Linke fordert Rücknahme der Kündigung

Die Linke forderte Bildungsministerin Eva Feußner (CDU) auf, einzugreifen und die Kündigung zurückzunehmen. "Es macht sprachlos, dass man als Schulbehörde auf die Idee kommen kann, eine verdiente Lehrerin nach 39 Dienstjahren fristlos rauszuschmeißen, weil sie nachvollziehbar erklärt hat, dass sie es nicht schafft, 28 Wochenstunden Unterricht zu erteilen", sagte der bildungspolitische Sprecher Thomas Lippmann.

GEW fordert Abschaffung der Zusatzstunde

Auch die Gewerkschaft Erziehung und Wissenschaft hat das Vorgehen des Landesschulamtes kritisiert und fordert die Abschaffung der Zusatzstunde.

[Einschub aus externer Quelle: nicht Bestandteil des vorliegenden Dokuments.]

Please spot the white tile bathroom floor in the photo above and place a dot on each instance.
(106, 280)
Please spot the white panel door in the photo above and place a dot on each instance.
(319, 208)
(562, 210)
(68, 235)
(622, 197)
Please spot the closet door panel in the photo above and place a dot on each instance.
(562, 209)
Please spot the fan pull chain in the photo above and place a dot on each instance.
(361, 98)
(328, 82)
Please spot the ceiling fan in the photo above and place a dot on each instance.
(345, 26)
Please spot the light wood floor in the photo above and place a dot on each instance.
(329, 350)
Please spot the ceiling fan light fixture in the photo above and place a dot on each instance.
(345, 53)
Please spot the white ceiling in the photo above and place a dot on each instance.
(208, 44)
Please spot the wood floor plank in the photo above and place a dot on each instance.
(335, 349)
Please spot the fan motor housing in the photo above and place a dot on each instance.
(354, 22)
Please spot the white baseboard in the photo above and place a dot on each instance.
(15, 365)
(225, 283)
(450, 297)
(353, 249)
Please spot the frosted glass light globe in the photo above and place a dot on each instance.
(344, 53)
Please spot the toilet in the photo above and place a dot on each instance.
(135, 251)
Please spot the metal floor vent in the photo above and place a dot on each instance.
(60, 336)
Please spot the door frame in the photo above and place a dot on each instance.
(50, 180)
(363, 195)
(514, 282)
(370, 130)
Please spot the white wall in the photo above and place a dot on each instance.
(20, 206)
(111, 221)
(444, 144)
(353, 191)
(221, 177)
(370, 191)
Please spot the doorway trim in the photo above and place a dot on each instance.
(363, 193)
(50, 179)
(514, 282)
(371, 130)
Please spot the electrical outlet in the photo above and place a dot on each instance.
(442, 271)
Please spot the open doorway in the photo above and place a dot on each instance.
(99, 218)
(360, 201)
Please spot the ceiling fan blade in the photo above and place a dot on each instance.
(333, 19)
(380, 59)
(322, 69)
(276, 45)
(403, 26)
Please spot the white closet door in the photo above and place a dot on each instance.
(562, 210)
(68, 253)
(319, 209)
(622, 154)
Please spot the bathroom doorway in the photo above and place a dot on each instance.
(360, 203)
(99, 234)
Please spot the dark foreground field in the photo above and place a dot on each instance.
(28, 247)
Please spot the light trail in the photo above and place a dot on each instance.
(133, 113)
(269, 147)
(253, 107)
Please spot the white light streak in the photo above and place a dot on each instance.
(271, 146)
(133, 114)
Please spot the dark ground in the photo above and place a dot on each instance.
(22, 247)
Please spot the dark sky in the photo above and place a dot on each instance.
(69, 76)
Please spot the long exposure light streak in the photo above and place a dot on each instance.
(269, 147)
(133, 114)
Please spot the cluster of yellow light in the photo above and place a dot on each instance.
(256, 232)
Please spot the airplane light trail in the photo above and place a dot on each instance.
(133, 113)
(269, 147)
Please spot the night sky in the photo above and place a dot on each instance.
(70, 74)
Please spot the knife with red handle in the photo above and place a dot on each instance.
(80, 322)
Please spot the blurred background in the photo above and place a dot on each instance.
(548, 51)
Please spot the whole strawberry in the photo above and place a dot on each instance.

Die Landesvorsitzende Eva Gerth sagte im Gespräch mit MDR SACHSEN-ANHALT: "Wir haben der Kultusministerin empfohlen, die Vorgriffsstunde wieder vom Tisch zu nehmen". Die Maßnahme sei über die Köpfe der Lehrer hinweg beschlossen worden. "Niemand hat mit ihnen gesprochen", kritisierte Gerth. Zudem sei das Ziel einer 100-prozentigen Unterrichtsversorgung durch die Mehrarbeit nicht erreicht worden.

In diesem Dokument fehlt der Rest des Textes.